Panetta told The World-Herald he has known Hagel, a Republican, for many years and described him as smart and capable. He noted, however, that taking over an organization of more than 3 million people isn’t easy. “The ability to put his arms around it will take a little time, but I think he can do it,” Panetta said.
Panetta’s comments came just before a luncheon address at the National Press Club during which he discussed his tenure as Pentagon chief and the challenges facing the nation’s military.
Panetta has indicated that he is leaving, but he has made no formal announcement.
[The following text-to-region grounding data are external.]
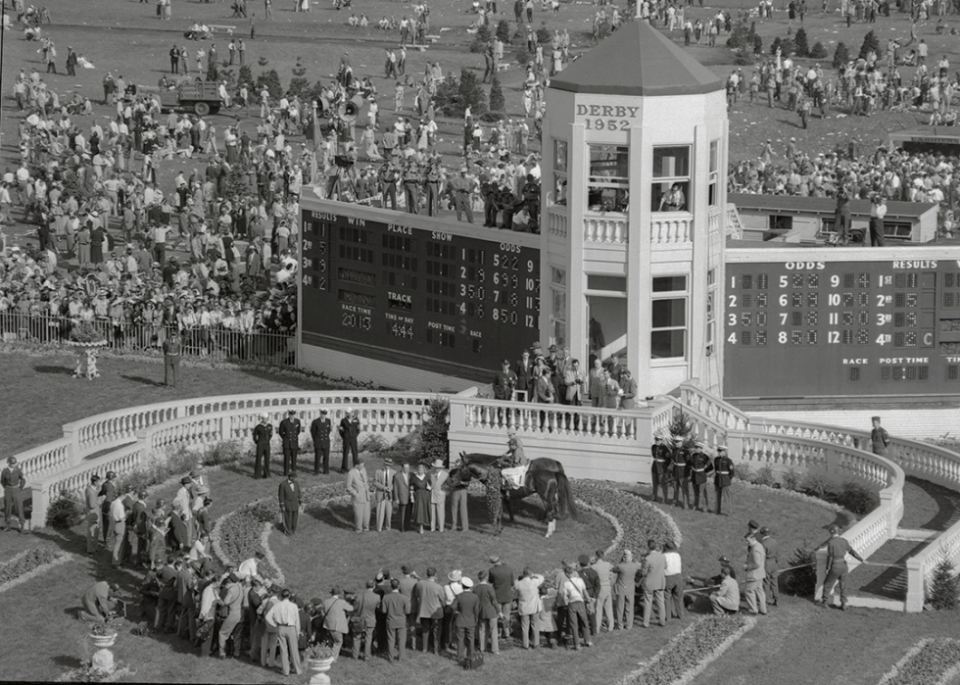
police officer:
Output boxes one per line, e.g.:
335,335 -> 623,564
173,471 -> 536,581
650,435 -> 670,504
425,158 -> 442,217
671,437 -> 690,510
162,331 -> 182,387
252,413 -> 273,479
450,166 -> 474,223
378,160 -> 399,210
497,184 -> 518,231
310,409 -> 332,476
278,410 -> 302,476
521,174 -> 541,230
713,445 -> 735,516
402,158 -> 421,214
689,444 -> 714,512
Hagel is viewed as the leading contender to replace him.
Hagel has declined World-Herald interview requests.
During his speech Tuesday, Panetta talked up the country’s recent military achievements, including progress in Afghanistan. He said that international forces there have reversed a five-year trend of growing violence and that he made strides on transitioning security responsibilities to Afghan forces.
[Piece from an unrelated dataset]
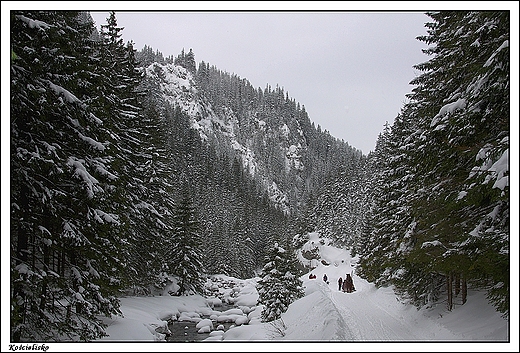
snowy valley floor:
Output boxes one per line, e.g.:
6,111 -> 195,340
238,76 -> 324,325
86,234 -> 514,351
But he also talked about challenges and the need to reshape the country’s military in an era of limited resources, molding it into a force that can effectively respond to complex threats from foes that have increasing technological prowess.
Those could be challenges Hagel will tackle if he is nominated and confirmed. His confirmation process could involve some fireworks, however, based on intensifying criticism from those who contend that he has been insufficiently supportive of Israel.
Rep. Shelley Berkley, D-Nev., issued a statement Tuesday that said Hagel would be a poor choice for the job. She said he has not supported policies to isolate Iran.
“I would also hope that former Sen. Hagel’s past support for protecting the interests of terrorist groups over the interests of Israel — America’s most reliable ally — would raise red flags,” she said.
Causing a stir were some quotes from Hagel in the 2008 book “The Much Too Promised Land.” Hagel was quoted as saying that most lawmakers play it safe and sign whatever pro-Israel letters are put in front of them but that he had resisted signing them.
Hagel further said in the book, “The Jewish lobby intimidates a lot of people up here. ... I’m a United States senator. I’m not an Israeli senator.”
His potential nomination has been attracting supporters, including the advocacy group J Street, which bills itself as the “political home for pro-Israel, pro-peace Americans.”
J Street posted a statement backing Hagel. It said that President Barack Obama heeded Hagel’s advice to engage Iran in dialogue and that the approach made it easier to build international support for sanctions against Iran.
“Sen. Hagel has been one of the most thoughtful voices in Washington for two decades on questions relating to American policy in the Middle East,” the group said.
“He has also been a staunch friend of the State of Israel and a trusted ally in the Senate, speaking out on behalf of America’s commitment to Israel’s security.”